Delete (suite)

Dans un café, dans une petite rue sale de Québec. La Régine nationale trône comme la reine de la place, en prenant trois tables, avec son portable, une chaudière de Sumatra, une petite laine, trois quatre crayons.   Elle brasse les trois sucres dans son café, puis elle mange les trois miettes de croissant autour de sa tasse.

Ses yeux fixes sur l’écran, sa bouche sèche, elle commence un mail pour sa meilleure copine, la seule personne qui peut encaisser son délire sans sourciller.

« Salut Sophie, C’est moi, Régine.

Franchement tu sais je suis qui. J’ai peut-être juste besoin de me nommer pour me souvenir que je suis une personne.

Je l’ai appelée en bonne innocente que je suis, j’ai pensé qu’il aurait un peu le cœur tendre, mais ça reste un écoeurant de première.   Clic clic clic, le même bruit que ça fait quand tu te fais raccrocher après avoir entendu une voix de femme,  que ton cœur s’émiette et que tu ouvres une canette de bière pour faire passer l’amertume.

Je suis vide. Comme une coquille, comme une fleur fanée.  Je voudrais me cacher et disparaître dans un petit trou de souris, oublier le vertige que je ressens quand je regarde ma vie terne, grise, sans rien d’abouti. Je maudis ceux qui m’ont brisé le cœur et un en particulier, qui mérite tout mon fiel pour m’avoir construite et détruite tour à tour, et pour cette connasse qu’il baise maintenant.

Je me sens sale et pleine de marde,  phoney baloney , comme une crisse de folle qui demande de l’argent à tout le monde dans le métro. Je me consume de l’intérieur. Je suis en train de me brûler les ailes, plume par plume, parce que ça fait assez mal pour être bon.

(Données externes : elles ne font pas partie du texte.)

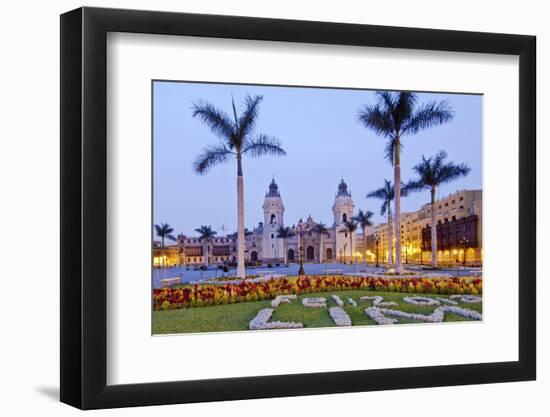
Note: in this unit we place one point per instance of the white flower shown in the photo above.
(338, 300)
(435, 317)
(470, 299)
(282, 299)
(375, 314)
(352, 302)
(447, 300)
(339, 316)
(464, 312)
(314, 302)
(261, 322)
(421, 301)
(377, 301)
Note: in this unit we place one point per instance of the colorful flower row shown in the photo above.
(208, 295)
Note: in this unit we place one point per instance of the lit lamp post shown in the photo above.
(463, 244)
(377, 250)
(300, 229)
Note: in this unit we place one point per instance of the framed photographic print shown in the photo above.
(257, 208)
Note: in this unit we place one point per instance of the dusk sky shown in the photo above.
(324, 143)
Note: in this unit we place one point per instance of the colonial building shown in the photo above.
(263, 244)
(458, 228)
(459, 236)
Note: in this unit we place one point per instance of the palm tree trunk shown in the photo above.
(365, 247)
(397, 185)
(320, 248)
(241, 273)
(350, 247)
(390, 236)
(434, 230)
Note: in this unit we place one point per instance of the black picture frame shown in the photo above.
(84, 207)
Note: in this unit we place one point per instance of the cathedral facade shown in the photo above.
(274, 240)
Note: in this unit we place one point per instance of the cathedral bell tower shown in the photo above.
(274, 209)
(342, 210)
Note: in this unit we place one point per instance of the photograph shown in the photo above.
(293, 207)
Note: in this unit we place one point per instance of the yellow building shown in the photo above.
(167, 256)
(459, 232)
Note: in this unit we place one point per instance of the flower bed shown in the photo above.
(200, 295)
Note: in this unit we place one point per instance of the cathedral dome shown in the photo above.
(343, 190)
(273, 189)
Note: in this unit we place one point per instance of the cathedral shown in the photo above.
(268, 242)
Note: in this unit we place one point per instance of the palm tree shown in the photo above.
(350, 226)
(237, 140)
(394, 117)
(364, 220)
(433, 172)
(164, 231)
(285, 233)
(321, 230)
(387, 194)
(206, 233)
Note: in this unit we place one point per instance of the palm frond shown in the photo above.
(377, 119)
(364, 218)
(404, 106)
(451, 171)
(212, 156)
(350, 226)
(413, 186)
(218, 121)
(247, 121)
(263, 145)
(384, 207)
(206, 232)
(429, 115)
(435, 171)
(390, 149)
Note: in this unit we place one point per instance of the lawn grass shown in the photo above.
(230, 317)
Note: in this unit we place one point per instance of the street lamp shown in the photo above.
(463, 243)
(300, 229)
(377, 250)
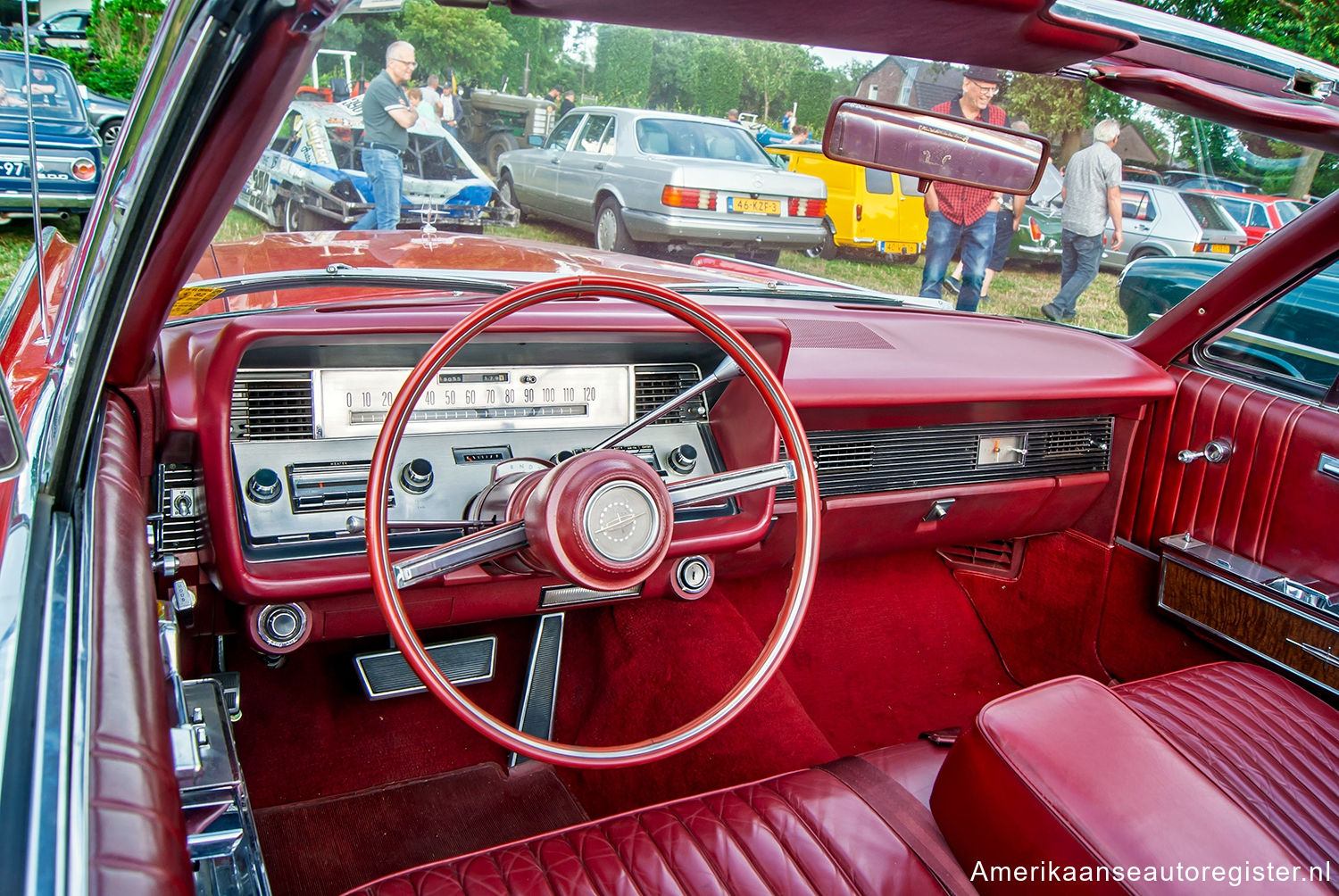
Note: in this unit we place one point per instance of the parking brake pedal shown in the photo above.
(541, 682)
(387, 674)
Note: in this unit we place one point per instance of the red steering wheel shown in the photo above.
(557, 520)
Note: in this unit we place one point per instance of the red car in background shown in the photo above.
(1258, 214)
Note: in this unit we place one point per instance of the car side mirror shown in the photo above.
(13, 453)
(935, 146)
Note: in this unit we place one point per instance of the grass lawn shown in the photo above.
(1020, 289)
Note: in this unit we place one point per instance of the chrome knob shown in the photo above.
(417, 476)
(264, 486)
(683, 460)
(1215, 452)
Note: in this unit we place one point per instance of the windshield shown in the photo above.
(53, 91)
(535, 125)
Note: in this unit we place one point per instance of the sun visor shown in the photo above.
(1303, 122)
(1020, 35)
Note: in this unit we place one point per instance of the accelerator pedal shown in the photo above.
(541, 682)
(466, 662)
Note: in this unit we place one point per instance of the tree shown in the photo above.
(1309, 27)
(623, 64)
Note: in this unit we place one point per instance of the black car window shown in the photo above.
(53, 90)
(562, 133)
(1239, 209)
(592, 136)
(880, 182)
(1293, 343)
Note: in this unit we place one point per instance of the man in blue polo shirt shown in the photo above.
(387, 115)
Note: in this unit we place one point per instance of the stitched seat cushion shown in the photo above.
(1269, 745)
(797, 834)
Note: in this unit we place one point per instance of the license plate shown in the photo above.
(753, 206)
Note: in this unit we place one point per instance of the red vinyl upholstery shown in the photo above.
(1066, 775)
(797, 834)
(137, 834)
(1268, 743)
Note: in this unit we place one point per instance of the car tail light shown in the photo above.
(808, 208)
(686, 197)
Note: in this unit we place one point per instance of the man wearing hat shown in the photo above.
(963, 214)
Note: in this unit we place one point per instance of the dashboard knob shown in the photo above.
(683, 460)
(417, 476)
(264, 486)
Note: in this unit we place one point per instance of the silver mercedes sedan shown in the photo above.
(669, 181)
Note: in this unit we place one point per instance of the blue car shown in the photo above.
(311, 177)
(69, 150)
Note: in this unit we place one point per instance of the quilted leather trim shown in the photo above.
(798, 834)
(1235, 721)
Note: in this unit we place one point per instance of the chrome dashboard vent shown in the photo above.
(272, 404)
(864, 462)
(179, 526)
(658, 383)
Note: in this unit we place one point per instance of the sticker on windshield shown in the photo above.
(192, 297)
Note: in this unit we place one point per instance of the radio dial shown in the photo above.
(264, 486)
(417, 476)
(683, 460)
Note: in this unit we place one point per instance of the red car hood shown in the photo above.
(474, 256)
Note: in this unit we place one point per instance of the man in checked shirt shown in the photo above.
(963, 214)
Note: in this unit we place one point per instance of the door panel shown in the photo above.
(1267, 502)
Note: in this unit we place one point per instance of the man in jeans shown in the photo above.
(1092, 193)
(387, 117)
(963, 214)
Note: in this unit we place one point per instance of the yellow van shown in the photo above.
(867, 208)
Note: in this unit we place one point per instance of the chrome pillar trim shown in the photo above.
(463, 552)
(48, 839)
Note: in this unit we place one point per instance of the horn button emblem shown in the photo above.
(621, 521)
(602, 520)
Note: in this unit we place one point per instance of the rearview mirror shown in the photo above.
(935, 146)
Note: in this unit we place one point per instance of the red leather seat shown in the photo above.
(1192, 775)
(803, 832)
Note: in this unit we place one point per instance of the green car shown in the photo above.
(1296, 335)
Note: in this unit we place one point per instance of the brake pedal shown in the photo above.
(541, 682)
(387, 673)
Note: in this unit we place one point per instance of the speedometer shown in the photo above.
(355, 402)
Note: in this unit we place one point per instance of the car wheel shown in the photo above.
(506, 189)
(825, 249)
(497, 144)
(109, 131)
(296, 217)
(610, 233)
(761, 256)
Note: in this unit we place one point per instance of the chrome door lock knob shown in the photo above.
(1216, 452)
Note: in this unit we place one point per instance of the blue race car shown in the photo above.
(311, 178)
(67, 150)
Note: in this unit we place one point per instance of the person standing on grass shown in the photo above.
(963, 214)
(1006, 224)
(387, 115)
(1092, 195)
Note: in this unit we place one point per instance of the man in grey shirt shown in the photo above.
(387, 117)
(1092, 195)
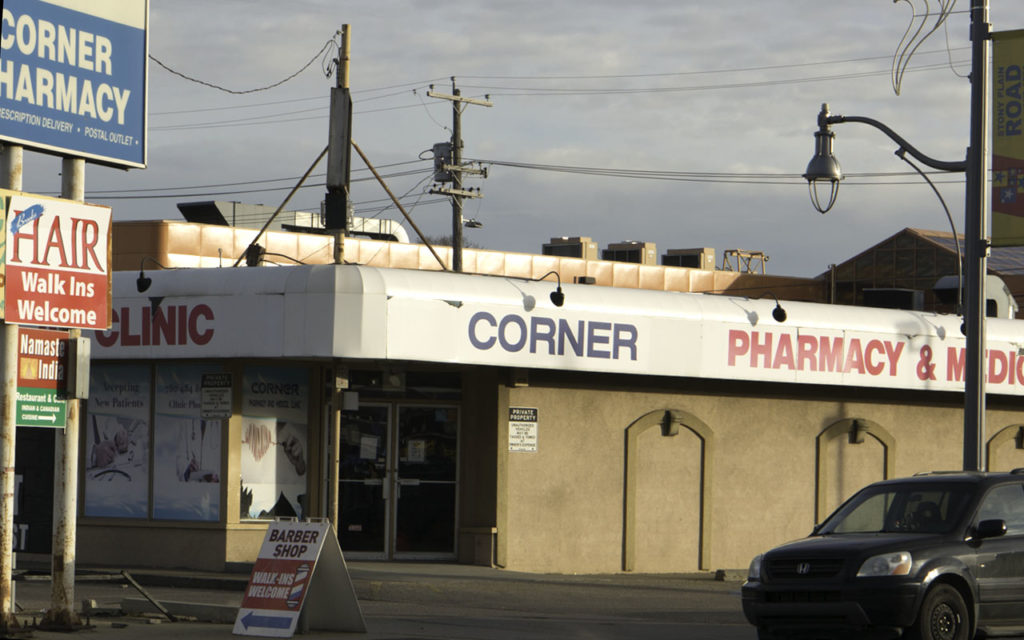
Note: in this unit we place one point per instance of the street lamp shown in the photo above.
(823, 168)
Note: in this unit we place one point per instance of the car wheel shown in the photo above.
(942, 616)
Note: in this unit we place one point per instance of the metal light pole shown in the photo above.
(824, 168)
(977, 243)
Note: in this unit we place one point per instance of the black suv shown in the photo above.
(934, 556)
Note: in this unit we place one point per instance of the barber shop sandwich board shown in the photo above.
(299, 581)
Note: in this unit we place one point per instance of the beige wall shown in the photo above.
(564, 507)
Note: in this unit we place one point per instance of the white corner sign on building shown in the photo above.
(299, 570)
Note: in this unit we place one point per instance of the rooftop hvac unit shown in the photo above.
(631, 251)
(699, 258)
(911, 299)
(571, 248)
(999, 301)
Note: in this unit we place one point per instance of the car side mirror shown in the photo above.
(989, 528)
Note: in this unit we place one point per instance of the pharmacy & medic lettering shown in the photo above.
(925, 365)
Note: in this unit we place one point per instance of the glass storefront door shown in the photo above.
(397, 494)
(364, 477)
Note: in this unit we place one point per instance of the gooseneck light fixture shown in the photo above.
(823, 168)
(557, 297)
(778, 312)
(142, 282)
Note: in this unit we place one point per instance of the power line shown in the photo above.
(244, 91)
(547, 91)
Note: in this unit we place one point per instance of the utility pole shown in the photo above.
(339, 150)
(457, 193)
(61, 612)
(11, 168)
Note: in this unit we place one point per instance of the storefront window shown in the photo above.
(186, 458)
(117, 441)
(274, 446)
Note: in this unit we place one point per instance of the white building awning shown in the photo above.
(349, 311)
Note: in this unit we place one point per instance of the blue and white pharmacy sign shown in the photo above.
(73, 78)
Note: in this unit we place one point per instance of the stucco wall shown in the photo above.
(564, 504)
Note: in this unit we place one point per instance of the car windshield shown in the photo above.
(907, 508)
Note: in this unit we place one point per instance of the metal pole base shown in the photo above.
(10, 628)
(62, 621)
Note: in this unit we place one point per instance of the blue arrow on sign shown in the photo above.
(266, 622)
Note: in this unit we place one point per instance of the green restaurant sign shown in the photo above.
(42, 366)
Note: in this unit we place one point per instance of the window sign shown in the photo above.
(275, 408)
(117, 457)
(186, 462)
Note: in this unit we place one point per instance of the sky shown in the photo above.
(677, 122)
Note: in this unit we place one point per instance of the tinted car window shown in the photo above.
(1005, 502)
(900, 509)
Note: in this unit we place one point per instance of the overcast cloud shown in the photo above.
(726, 87)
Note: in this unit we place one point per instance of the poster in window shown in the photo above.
(117, 441)
(186, 463)
(274, 446)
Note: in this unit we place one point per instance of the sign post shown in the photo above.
(299, 569)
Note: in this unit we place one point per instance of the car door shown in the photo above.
(1000, 560)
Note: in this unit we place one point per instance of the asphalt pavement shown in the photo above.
(407, 600)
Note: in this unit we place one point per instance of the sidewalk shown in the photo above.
(423, 600)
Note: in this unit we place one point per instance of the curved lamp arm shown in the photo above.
(956, 167)
(823, 167)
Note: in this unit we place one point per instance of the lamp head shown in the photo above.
(778, 312)
(557, 297)
(823, 166)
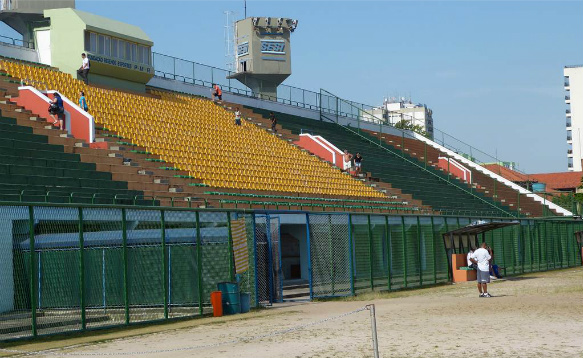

J’ai besoin de boire et d’oublier. De poursuivre quelque chose qui ne se peut pas, pour me saouler d’espoir encore, et faire semblant que quelque chose m’anime.

Eurk, je me donne mal au cœur. Tout m’écoeure.  Tabarnack, c’est-tu vraiment ça, vivre?  Exister, et pour reprendre Vilain Pingouin, passer à travers sa vie à coup de journées * ?  

J’haïs ça t’écrire et te faire peur comme ça, je sais que chaque fois que je pète une coche, tu t’inquiètes, mais c’est parce que je pète des coches que je vis. Ça me fait du bien de lâcher de la vapeur. Je me sens toujours mal de t’imposer ça, mais on dirait que je ne suis pas capable d’arrêter.   Une chance que t’es là ma belle…  »

Régine fait un demi-sourire. Elle vient de s’en rendre compte.  Elle pensait à comment elle a de la chance d’avoir sa chum, sa complice qui est là pour lui offrir un peu de rires et une écoute sans pareille.   Elle l’admire de gérer son hypersensibilité avec autant de brio. Elle réussit à presser le citron de la vie, à tirer quelques gouttes de jus de bonheur même quand on dirait qu’il reste juste l’écorce.  Elle prend une grande gorgée de café fort.  «Ouache, c’est froid. Pourquoi  du café chaud c’est bon, du café glacé c’est bon, mais du café tablette c’est de la pisse de chat?» Elle rit tout fort. 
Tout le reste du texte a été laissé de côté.